À proximité immédiate du trou noir, le rayonnement des atomes se déplaçant
en direction de l'observateur est décalé vers les longueurs d'onde plus courtes (en bleu)
et sont beaucoup plus intenses que celui des atomes qui vont en sens inverse (en rouge).
L'image du disque à proximité du trou noir semble déformée par
la courbure importante de l'espace-temps

De la même manière qu'un radar identifie les voitures roulant trop vite, les vitesses relativistes des atomes de fer entourant le trou noir peuvent être mesurées par la variation de la longueur d'onde de leur rayonnement. Les effets de la Théorie Générale de la Relativité d'Einstein prédisent une raie au profil élargi et asymétrique dans le spectre de rayonnement X des trous noirs. La Relativité postule que des horloges en mouvement ralentissent, et la Relativité Générale prévoit que des horloges ralentissent à proximité de grandes masses. Les deux effets mènent à un décalage de la lumière émise par les atomes de fer dans les plus grandes longueurs d'onde du spectre électromagnétique. Cependant, lorsqu'on observe la matière entourant le "disque d'accrétion" (fig. 1) sur le côté, le rayonnement des atomes qui se dirigent dans notre direction semble décalé vers des longueurs d'onde plus courtes et beaucoup plus intenses que pour ceux qui s'éloignent de nous. Ces effets de la Relativité sont d'autant plus marqués que la matière est proche du trou noir. En raison de la courbure de l'espace-temps, le phénomène est plus important pour les trous noirs dont la rotation est plus rapide. Ces dernières années, les mesures des raies relativistes du fer sont devenues possibles pour quelques galaxies voisines (la première fois en 1995 par le satellite japonais ASCA).

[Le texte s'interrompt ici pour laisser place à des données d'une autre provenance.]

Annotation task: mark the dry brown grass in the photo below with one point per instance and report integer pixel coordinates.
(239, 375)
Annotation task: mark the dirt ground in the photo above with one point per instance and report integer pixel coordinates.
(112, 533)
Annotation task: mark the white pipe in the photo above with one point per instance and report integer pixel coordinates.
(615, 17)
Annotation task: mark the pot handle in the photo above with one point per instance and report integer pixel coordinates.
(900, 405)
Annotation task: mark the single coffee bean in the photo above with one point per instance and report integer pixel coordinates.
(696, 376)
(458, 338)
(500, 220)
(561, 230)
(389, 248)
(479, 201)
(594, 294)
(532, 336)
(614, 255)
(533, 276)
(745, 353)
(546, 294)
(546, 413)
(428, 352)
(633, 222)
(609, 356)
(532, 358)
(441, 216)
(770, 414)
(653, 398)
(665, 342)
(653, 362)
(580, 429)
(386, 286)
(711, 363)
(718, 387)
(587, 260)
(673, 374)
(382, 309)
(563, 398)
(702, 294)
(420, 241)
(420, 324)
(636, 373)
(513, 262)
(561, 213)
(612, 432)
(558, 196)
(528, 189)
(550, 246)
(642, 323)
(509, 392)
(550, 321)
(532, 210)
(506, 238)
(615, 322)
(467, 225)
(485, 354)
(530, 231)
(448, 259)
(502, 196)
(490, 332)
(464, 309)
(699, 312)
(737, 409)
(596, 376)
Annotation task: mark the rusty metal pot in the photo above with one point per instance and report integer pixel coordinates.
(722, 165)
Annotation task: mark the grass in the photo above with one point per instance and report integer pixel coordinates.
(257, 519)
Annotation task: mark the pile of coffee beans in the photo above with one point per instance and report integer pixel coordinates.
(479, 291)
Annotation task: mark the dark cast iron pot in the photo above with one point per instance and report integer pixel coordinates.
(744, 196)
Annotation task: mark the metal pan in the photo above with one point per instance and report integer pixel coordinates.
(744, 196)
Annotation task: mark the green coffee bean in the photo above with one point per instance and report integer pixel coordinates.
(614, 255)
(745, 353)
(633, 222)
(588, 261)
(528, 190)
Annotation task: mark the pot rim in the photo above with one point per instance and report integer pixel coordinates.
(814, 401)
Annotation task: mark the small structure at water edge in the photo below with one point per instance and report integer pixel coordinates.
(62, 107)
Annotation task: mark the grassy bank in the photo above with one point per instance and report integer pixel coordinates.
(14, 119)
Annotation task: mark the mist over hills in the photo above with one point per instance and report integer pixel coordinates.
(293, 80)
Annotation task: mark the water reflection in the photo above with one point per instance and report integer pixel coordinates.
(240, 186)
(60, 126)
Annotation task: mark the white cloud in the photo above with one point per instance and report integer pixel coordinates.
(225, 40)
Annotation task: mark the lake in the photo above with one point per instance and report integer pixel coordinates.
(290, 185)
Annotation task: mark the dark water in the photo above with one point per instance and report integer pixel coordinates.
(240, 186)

Aujourd'hui les chercheurs regroupés autour de Günther Hasinger du Max Planck Institut en collaboration avec le groupe de Xavier Barcons du Spanish Instituto de Física à Santander et de Andy Fabian de l'Institut d'Astronomie de Cambridge ont découvert l'empreinte relativiste des atomes de fer dans le rayonnement X moyen pour une centaine de trous noirs distants (fig. 2). Les astrophysiciens ont utilisé l'observatoire spatial à rayons X de l' ESA XMM-Newton. Ils ont pointé l'instrument sur un secteur de la constellation de la Grande Ourse pendant plus de 500 heures et ont découvert plusieurs centaines de faibles sources de rayon X.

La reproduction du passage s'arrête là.